Para a maioria das empresas, a geopolítica da soberania tecnológica não aparece como manchete: aparece como risco de fornecimento. Restrição de acesso a determinados chips, mudança de política de exportação ou nacionalização de infraestrutura de nuvem podem alterar, de um trimestre para outro, o custo e a disponibilidade de capacidade computacional que uma empresa já considerava garantida.
Isso já afeta decisões concretas de arquitetura: qual provedor de nuvem usar, se vale a pena depender de um único fornecedor de modelos, onde armazenar e processar dados sensíveis e como essas escolhas se relacionam com exigências regulatórias locais, como as já discutidas na LGPD. Empresas que tratam essas decisões apenas como escolha técnica, sem considerar o cenário geopolítico por trás delas, tendem a descobrir o risco tarde, quando ele já se converteu em custo ou interrupção.
Para empresas, a pergunta relevante não é sobre a soberania tecnológica de um país específico. É sobre como as escolhas de infraestrutura afetam a própria autonomia tecnológica de operação. O caminho mais seguro não é prever com precisão os próximos movimentos geopolíticos, algo que nem governos conseguem fazer de forma confiável. Mais do que isso: o caminho mais seguro é construir uma estratégia de IA que suporte mudança de fornecedor, diversifique dependências críticas e tenha critérios claros de governança sobre onde e como os dados circulam.

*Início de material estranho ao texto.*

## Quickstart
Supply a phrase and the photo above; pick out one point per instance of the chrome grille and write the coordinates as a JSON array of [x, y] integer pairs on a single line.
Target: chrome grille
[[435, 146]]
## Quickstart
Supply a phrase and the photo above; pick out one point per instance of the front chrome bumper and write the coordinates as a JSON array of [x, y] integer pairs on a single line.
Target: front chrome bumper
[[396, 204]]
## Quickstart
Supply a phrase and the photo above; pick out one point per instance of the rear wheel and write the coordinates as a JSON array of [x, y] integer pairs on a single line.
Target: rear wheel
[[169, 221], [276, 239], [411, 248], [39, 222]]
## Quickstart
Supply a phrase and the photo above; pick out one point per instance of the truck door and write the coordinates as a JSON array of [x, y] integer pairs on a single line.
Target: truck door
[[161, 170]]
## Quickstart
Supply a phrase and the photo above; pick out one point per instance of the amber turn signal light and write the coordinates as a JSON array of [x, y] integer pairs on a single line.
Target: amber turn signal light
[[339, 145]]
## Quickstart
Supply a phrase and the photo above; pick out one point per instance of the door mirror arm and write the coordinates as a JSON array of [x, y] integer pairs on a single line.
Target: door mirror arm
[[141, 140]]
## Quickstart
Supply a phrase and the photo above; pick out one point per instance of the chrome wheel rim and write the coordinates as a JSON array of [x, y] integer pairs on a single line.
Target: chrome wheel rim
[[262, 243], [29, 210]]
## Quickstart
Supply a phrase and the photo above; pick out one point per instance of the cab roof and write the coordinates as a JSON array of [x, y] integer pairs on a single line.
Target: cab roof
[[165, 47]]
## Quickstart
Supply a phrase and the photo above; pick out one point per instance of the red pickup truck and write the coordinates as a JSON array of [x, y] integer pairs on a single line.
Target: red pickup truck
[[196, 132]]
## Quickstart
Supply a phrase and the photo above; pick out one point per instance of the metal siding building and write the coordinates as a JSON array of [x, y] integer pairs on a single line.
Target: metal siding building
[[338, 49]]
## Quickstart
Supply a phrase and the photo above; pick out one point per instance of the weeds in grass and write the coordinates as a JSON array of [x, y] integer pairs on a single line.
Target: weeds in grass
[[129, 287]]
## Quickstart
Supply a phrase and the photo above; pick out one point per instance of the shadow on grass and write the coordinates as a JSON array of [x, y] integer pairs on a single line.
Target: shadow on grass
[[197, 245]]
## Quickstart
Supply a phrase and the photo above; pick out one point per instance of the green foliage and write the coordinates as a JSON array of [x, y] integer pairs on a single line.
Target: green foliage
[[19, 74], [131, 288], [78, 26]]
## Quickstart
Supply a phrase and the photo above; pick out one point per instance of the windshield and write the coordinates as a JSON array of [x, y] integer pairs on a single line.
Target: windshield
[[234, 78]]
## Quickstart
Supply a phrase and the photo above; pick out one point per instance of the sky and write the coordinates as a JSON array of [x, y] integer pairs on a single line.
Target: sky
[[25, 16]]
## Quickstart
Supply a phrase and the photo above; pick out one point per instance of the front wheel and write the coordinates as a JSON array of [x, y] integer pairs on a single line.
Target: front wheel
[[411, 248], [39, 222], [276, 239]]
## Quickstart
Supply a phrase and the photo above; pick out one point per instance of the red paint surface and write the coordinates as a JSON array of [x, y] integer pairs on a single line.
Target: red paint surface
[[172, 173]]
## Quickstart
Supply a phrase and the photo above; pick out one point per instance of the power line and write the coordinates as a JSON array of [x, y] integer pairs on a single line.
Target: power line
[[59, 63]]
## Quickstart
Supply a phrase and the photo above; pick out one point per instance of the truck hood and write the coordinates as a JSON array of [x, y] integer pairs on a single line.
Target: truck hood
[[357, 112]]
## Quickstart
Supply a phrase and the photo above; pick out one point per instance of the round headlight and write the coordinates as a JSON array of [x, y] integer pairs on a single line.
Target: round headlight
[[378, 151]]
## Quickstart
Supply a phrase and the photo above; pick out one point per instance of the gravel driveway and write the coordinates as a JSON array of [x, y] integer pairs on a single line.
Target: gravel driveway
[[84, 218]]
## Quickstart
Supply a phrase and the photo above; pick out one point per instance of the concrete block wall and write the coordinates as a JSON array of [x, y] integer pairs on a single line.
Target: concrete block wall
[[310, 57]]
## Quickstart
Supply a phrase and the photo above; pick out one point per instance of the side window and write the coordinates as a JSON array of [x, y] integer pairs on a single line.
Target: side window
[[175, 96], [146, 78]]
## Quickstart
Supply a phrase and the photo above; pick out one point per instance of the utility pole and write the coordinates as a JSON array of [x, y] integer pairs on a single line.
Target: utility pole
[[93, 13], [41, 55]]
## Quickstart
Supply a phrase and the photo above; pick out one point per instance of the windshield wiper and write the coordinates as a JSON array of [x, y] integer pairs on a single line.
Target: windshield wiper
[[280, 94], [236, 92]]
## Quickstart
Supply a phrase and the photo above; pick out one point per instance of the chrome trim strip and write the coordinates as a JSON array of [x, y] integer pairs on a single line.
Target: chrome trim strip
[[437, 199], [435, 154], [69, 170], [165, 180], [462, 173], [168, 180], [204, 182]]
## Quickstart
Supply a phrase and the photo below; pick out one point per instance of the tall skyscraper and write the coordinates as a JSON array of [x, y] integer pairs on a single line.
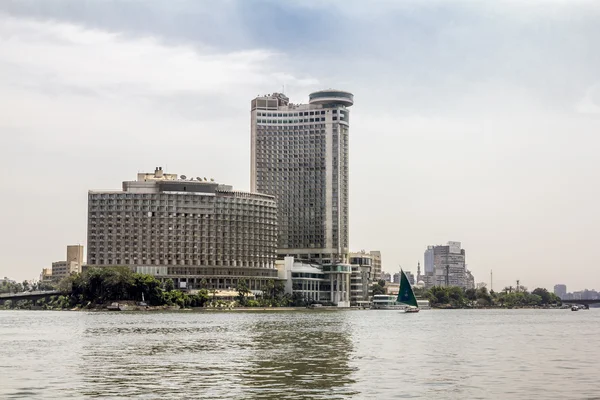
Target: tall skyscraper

A disputa por soberania tecnológica em IA não é um pano de fundo distante: ela já define quanto custa treinar um modelo, qual fornecedor de chip está disponível e sob quais condições regulatórias os dados de uma empresa podem circular. Entender isso deixou de ser assunto de política externa. Passou a ser insumo direto para quem estrutura a estratégia de tecnologia de qualquer companhia.
Nos próximos anos, a tendência é que essa disputa por soberania tecnológica se intensifique, não que se resolva. Novos ciclos de investimento público, ajustes em controles de exportação e o avanço de blocos regionais como a União Europeia devem continuar mudando o mapa de quem tem acesso a que capacidade de IA, e em que termos. Empresas que tratam esse cenário como variável estratégica, e não como ruído externo, chegam mais preparadas para decisões de fornecimento, parceria e investimento em IA.